There's a noticeable hush that haunts Coney Island these days. On Surf Avenue, thrill-seeking crowds usually spotted zooming around the attractions each summer are nowhere to be found. The landmark Cyclone, home to the rickety wooden coasters that rumbled over the double tracks, have temporarily ceased. Stores remain shuttered. "For Rent" signs are ubiquitous.
"It feels like a ghost town on Surf Avenue," said Alexandra Silversmith, executive director of the Alliance of Coney Island, adding the pandemic has resulted in millions of dollars in lost revenue since October 2019, when rides closed for the season. It's also made it the worst revenue season on record, said Silversmith, beating out Superstorm Sandy, which damaged numerous rides and parts of Coney Island's beloved boardwalk abutting the beach.
"If we don't know what next April looks like, and there isn't a vaccine, the state and the city really needs to think about how are they going to support these businesses if they're not going to allow them to open," said Silversmith. "Then they'll be going on over two years of closure, God forbid. I can't even think like that because the area will be truly decimated if that happens."

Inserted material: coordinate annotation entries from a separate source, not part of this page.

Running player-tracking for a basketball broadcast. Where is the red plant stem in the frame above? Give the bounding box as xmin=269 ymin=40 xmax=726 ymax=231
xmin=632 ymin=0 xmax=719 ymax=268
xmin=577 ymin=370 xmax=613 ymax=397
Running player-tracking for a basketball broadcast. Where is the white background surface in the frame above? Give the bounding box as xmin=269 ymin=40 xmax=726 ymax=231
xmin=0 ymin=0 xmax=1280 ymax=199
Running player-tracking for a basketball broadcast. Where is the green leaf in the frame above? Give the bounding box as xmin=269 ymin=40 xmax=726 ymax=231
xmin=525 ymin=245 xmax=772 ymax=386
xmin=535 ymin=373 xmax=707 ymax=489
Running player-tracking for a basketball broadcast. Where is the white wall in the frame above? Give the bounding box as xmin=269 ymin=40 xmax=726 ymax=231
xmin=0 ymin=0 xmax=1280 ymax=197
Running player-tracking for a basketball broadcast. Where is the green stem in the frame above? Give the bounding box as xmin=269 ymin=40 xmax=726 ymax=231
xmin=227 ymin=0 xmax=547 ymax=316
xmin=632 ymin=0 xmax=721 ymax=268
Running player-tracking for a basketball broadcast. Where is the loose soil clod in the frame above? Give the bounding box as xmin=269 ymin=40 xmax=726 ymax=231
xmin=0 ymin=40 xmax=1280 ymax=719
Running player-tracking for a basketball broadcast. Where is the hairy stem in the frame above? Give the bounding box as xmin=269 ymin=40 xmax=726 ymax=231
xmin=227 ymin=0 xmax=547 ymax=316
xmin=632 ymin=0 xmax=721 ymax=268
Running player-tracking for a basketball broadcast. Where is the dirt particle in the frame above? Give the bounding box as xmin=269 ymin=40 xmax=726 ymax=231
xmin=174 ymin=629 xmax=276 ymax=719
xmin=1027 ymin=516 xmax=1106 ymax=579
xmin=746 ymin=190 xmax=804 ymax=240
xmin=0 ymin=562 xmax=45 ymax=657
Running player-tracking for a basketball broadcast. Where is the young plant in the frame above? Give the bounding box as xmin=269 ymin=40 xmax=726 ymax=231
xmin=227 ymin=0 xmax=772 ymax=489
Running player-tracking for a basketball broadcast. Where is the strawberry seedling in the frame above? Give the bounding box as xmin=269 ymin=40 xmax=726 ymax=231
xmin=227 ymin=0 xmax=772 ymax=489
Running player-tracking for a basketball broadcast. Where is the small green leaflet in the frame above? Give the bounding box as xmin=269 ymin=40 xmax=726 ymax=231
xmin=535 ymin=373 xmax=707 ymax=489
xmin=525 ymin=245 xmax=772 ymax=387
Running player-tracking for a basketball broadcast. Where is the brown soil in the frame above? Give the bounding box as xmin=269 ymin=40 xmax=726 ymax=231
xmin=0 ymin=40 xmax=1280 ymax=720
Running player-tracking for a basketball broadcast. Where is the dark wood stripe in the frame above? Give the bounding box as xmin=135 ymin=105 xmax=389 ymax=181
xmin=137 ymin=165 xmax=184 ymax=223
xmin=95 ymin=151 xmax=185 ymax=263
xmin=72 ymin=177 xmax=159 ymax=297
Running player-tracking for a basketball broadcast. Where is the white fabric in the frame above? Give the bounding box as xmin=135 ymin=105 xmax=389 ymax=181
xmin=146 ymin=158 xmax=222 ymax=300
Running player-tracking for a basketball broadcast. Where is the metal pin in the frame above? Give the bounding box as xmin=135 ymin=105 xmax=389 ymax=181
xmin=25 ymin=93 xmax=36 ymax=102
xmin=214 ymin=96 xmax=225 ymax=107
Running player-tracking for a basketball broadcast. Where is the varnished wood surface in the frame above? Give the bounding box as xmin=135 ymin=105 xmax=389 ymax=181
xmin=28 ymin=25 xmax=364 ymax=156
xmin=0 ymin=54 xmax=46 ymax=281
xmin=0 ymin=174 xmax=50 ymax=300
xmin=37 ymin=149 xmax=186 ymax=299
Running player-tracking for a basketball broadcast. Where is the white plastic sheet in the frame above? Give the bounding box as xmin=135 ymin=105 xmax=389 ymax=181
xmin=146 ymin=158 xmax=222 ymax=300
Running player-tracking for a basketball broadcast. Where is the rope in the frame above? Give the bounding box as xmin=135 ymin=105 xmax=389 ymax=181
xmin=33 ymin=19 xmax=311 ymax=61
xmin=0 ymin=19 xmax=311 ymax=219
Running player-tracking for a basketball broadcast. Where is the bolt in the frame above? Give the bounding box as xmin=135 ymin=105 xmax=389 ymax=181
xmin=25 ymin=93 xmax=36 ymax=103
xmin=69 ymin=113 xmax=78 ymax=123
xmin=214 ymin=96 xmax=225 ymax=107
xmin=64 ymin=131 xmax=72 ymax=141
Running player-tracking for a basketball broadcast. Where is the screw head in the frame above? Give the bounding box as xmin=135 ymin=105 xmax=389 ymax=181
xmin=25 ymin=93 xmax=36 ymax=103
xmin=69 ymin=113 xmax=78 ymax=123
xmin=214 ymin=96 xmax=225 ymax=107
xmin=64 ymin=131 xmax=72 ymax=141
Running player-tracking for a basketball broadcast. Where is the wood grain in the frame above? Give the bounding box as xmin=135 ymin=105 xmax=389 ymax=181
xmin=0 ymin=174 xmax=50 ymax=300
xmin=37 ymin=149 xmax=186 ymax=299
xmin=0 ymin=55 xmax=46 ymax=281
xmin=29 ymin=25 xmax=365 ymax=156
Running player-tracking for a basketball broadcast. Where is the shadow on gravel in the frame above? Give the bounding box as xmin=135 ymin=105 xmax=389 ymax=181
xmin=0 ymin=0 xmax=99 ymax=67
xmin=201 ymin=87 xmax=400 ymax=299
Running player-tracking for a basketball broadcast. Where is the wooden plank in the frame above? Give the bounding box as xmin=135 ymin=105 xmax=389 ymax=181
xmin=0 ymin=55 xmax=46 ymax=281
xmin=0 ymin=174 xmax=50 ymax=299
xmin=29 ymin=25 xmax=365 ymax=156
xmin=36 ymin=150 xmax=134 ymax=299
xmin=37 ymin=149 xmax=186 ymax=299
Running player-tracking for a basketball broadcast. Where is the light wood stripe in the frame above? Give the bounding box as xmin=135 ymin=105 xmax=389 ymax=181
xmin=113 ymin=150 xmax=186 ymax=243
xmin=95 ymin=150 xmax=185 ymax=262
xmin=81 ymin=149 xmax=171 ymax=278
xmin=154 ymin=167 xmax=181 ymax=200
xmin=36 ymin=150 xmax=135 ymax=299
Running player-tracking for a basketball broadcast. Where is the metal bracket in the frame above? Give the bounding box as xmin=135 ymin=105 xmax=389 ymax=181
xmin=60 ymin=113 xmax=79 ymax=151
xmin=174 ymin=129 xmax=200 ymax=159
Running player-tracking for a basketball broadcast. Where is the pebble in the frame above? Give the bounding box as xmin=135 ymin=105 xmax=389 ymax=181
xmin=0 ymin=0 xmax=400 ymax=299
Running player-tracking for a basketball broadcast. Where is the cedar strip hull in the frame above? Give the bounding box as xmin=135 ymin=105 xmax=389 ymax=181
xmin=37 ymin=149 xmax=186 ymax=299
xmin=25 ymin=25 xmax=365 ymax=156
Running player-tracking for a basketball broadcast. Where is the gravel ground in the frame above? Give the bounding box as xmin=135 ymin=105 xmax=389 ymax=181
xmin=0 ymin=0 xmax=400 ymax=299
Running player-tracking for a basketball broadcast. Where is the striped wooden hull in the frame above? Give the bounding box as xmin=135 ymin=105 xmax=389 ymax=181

Foot traffic is also non-existent at the eerily silent Luna Park. Alessandro Zamperla, the owner of the 10-year-old Luna Park, also has an office overlooking the now desolate area.
"This year was supposed to be our best year," said Zamperla. "We have not generated $1 in revenue since October 2019."
The pandemic has halted Zamperla's $20 million expansion of the park, its newly purchased columns, tracks, and conveyor belts for its new coaster left on the ground for months.
The Ford Amphitheater, just up from Luna Park, was forced to remain closed, canceling upwards of 30 planned concerts.
"There's an emptiness about it," said Allen Newman, the general manager for the Ford Amphitheater, who is currently furloughed from his job. "Coney Island was on the rise, it was on a big rise. And I'm afraid that right now it's a bit of a setback for the community, the business community."
Like Vourderis, Zamperla submitted a similar plan to the state and the city Economic Development Corporation, which owns the land, but has been left in the lurch.
"We are in total uncertainty," said Zamperla, who is looking to renegotiate the terms of his lease with NYCEDC while also asking to reopen the park one month early next year. "That's why we need now [for] the city to act and to give us more time, so that we can then go to our lenders, we can go to our creditors, and negotiate the terms with them so we can add some some, again, some oxygen to the breathe."
Even with restaurants reopening for outdoor dining, the foot traffic is barely enough to turn a profit since much of the existing activity comes from visitors heading to Coney Island Beach.
"A lot of the people who are going to the beach are really not the people who are spending at the small businesses here," said Silversmith. "So, all of that, and the amusements still not being permitted to open has really taken the lifeblood out of all the businesses here."
Governor Andrew Cuomo's office did not respond to our inquiry into when it will consider reopening Coney Island and other amusement parks.
On Monday, Zamperla and Vourderis sent a joint letter to Cuomo, requesting "guidance and clarity to our industry." In it, they stated, "We cannot afford to wait any longer for guidelines. We have willingly sacrificed our own livelihoods for the betterment of New York, and we ask the State to help us navigate and plan for the future of our small family-owned businesses and employees — and give us the best chance of surviving this so we can continue to contribute positively to the New York economy and our communities."
For now, Vourderis — who still has to pay his yearly real estate tax and rent bills — holds out hope that post-Labor Day and beyond will be filled with better days.
"It's ready to go. So if we get the go-ahead, we're standing here with our tickets in our hands and ready to sell them," he said.